I, of course, rolled my eyes at my mother and brushed off her comments. I didn't think they would be leaving me behind because I would be pregnant soon, so I'd only be a few months behind them. Oh, the best laid plans.
Now, those words seem truly prophetic. I feel left behind.
Nobody makes me feel that way, at least not intentionally. But each passing day it gets harder and harder to be around moms--new, old, expectant. They are all getting to places or have been to places that I haven't and that just seem so out of reach.
I've been writing variations of this post in my head for a few days. Twice in the last week I have been in situations that have left me sad. And I hate that I have felt this way. It makes me feel like crap that I can't just be around my friends, with or without their babies, and not feel this way.
But I do. It is so hard to sit and listen to moms discuss their children, discuss being a mom, discuss being pregnant and I have nothing to contribute. And it's not like they expect me to or necessarily think anything about the fact that I can't/don't contibute. But, I hate it.
I hate hearing "now that I'm a mom" or "being a mommy this or that." I hate pregnancy stories or, well, any of it. And I hate that I hate it.
I feel so inadequate. I feel like I don't belong. But I also feel like I need to just get over it. I can't take myself out of the situations. For one thing, I want to hear my friends talk about these things because they are my friends and I love them and I want to hear about their lives and see their babies. And I want to talk about it with them in the hopes that they'll still want to talk about it with me when and if it is ever my turn.

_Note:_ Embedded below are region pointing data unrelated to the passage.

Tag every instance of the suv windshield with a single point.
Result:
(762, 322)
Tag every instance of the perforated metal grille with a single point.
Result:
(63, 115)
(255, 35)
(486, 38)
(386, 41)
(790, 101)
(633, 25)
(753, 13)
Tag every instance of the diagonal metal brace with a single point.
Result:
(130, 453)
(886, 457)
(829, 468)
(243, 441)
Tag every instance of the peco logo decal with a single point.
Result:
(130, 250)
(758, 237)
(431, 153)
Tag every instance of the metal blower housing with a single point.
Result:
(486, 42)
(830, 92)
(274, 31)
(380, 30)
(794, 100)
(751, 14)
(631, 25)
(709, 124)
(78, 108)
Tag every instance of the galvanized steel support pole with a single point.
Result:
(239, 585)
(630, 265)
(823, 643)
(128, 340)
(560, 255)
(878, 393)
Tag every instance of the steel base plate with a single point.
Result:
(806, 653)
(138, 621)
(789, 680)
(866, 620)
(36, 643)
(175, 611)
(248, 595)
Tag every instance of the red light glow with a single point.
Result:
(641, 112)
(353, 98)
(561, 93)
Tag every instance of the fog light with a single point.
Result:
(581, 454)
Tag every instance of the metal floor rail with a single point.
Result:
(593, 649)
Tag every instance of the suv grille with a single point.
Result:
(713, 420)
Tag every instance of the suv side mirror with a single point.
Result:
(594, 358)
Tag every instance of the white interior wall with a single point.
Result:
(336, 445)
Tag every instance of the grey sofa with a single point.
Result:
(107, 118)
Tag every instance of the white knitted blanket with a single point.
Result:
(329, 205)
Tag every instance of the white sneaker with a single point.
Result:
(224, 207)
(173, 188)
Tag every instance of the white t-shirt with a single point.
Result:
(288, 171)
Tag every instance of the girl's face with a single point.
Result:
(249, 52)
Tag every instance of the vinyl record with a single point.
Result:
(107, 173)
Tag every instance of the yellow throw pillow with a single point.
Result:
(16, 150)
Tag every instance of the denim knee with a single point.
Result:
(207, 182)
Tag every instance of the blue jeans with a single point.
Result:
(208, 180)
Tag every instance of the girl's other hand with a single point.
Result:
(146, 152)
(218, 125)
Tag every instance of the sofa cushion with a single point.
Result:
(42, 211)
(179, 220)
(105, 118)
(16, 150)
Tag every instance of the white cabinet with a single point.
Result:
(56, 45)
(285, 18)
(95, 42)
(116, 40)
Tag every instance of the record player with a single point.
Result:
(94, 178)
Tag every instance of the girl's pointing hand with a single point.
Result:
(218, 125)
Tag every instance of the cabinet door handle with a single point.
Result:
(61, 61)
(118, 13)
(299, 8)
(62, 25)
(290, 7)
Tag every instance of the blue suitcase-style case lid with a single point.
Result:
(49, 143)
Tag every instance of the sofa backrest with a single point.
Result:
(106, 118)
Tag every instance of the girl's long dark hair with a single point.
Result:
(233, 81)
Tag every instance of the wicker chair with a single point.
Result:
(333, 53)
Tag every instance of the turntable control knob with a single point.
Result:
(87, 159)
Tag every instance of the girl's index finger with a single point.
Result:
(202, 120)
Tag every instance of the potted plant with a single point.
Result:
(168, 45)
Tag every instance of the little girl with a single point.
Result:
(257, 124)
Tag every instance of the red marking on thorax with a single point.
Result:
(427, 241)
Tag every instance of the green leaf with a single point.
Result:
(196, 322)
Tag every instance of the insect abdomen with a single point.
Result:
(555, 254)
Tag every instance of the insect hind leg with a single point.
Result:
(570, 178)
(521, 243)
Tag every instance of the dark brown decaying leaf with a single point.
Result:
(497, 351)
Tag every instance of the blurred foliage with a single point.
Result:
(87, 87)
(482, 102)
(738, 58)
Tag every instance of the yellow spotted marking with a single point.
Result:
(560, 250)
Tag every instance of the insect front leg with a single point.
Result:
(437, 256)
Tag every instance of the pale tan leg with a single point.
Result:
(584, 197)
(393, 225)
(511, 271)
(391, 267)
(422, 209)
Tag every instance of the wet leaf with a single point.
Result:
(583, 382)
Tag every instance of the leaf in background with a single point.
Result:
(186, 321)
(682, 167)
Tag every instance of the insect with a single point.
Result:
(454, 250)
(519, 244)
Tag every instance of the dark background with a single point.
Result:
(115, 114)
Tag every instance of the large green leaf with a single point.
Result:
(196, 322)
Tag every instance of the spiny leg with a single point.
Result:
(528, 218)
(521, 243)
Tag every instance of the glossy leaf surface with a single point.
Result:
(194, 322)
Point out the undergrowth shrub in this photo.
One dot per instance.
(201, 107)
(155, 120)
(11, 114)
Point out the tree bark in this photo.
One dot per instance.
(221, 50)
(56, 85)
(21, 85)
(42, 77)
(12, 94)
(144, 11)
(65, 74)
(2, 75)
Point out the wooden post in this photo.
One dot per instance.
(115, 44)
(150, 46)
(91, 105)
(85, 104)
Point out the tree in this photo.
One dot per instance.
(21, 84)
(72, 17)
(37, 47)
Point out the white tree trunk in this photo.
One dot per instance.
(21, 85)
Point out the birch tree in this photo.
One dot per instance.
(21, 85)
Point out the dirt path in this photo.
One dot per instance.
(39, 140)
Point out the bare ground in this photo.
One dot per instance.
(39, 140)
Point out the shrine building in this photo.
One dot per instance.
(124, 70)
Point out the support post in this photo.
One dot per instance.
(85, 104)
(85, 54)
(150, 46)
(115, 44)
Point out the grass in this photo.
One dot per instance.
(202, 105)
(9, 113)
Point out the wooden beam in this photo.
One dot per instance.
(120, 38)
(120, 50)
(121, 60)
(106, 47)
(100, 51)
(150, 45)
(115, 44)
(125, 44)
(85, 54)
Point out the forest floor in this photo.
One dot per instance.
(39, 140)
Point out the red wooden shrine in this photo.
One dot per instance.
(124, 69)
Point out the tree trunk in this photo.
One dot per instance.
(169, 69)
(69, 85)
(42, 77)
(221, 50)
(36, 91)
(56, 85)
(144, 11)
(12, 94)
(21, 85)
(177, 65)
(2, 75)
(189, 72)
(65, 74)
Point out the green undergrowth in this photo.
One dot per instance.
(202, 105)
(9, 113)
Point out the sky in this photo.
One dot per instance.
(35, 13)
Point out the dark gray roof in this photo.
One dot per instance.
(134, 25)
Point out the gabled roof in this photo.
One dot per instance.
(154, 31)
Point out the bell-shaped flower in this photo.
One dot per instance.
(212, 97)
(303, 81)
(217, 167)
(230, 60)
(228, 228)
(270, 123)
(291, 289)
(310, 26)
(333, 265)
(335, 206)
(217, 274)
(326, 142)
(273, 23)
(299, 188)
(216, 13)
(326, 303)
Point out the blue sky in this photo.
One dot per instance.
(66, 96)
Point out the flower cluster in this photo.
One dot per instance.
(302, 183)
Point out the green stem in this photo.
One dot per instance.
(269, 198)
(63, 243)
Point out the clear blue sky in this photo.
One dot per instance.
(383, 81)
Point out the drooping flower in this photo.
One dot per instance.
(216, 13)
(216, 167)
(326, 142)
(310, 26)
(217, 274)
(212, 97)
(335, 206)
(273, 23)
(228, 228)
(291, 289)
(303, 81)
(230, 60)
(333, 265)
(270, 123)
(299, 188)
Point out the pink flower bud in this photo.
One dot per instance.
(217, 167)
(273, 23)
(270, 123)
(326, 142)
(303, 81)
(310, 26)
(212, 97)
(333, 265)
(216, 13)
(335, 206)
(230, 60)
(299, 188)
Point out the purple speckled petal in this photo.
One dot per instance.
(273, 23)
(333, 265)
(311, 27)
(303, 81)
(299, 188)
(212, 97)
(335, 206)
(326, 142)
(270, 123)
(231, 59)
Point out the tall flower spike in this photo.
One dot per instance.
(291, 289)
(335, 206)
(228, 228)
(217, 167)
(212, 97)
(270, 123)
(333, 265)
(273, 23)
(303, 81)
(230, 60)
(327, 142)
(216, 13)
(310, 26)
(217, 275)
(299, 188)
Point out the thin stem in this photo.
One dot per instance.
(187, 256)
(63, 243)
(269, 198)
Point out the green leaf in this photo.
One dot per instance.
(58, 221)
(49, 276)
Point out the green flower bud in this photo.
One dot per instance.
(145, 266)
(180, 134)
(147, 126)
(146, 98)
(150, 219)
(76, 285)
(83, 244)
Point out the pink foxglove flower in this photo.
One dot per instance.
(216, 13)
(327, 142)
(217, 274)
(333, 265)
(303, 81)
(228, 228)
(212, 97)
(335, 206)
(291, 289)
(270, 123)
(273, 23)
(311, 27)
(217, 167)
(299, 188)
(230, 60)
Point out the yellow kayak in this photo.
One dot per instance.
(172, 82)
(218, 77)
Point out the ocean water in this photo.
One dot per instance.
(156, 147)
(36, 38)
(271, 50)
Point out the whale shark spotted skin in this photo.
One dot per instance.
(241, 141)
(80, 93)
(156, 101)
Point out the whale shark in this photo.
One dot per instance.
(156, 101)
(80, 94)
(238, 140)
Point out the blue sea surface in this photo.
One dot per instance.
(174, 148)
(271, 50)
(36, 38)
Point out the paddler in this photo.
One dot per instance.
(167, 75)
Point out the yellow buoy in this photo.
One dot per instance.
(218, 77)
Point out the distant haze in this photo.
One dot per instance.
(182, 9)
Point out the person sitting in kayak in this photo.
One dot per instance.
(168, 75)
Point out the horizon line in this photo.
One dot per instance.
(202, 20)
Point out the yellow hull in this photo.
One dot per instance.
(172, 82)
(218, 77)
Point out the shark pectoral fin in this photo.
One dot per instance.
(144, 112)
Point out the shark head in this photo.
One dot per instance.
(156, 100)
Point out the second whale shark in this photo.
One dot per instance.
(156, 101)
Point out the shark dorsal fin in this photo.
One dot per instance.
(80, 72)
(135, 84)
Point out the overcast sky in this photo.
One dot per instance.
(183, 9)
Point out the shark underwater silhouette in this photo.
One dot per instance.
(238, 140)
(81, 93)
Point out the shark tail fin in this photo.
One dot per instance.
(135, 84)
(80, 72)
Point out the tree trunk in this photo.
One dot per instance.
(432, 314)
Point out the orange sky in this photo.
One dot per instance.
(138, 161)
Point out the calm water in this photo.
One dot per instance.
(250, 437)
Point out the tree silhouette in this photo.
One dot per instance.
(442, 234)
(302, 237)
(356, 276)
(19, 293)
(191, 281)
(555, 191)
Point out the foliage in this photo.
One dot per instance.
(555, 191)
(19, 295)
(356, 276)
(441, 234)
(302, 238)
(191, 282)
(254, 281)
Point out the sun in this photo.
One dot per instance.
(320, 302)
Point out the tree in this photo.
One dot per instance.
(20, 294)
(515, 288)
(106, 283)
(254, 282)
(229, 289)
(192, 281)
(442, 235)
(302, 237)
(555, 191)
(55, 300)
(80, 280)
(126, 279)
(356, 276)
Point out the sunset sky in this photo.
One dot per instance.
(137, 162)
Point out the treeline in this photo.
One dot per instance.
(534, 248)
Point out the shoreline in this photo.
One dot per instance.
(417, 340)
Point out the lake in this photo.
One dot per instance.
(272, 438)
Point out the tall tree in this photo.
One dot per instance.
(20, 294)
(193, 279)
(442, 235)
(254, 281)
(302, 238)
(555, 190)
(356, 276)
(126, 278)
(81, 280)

And then I'm afraid they won't want to talk to me. I'm afraid that by that time it is my turn, they'll all be so far removed from where I am that all I will hear is the "oh, yeah, I remember that" with their shared nods and looks or that they'll just be so far removed and into different places that they won't want to hear me.
It's getting harder. Maybe it is just the time of year and that so much of the holidays is kid and family focused. But, I just really feel very sad these days and my dream feels further and further away each day. And I feel further and further removed all the time from the people I'm close to all because of this journey and the constant "failures."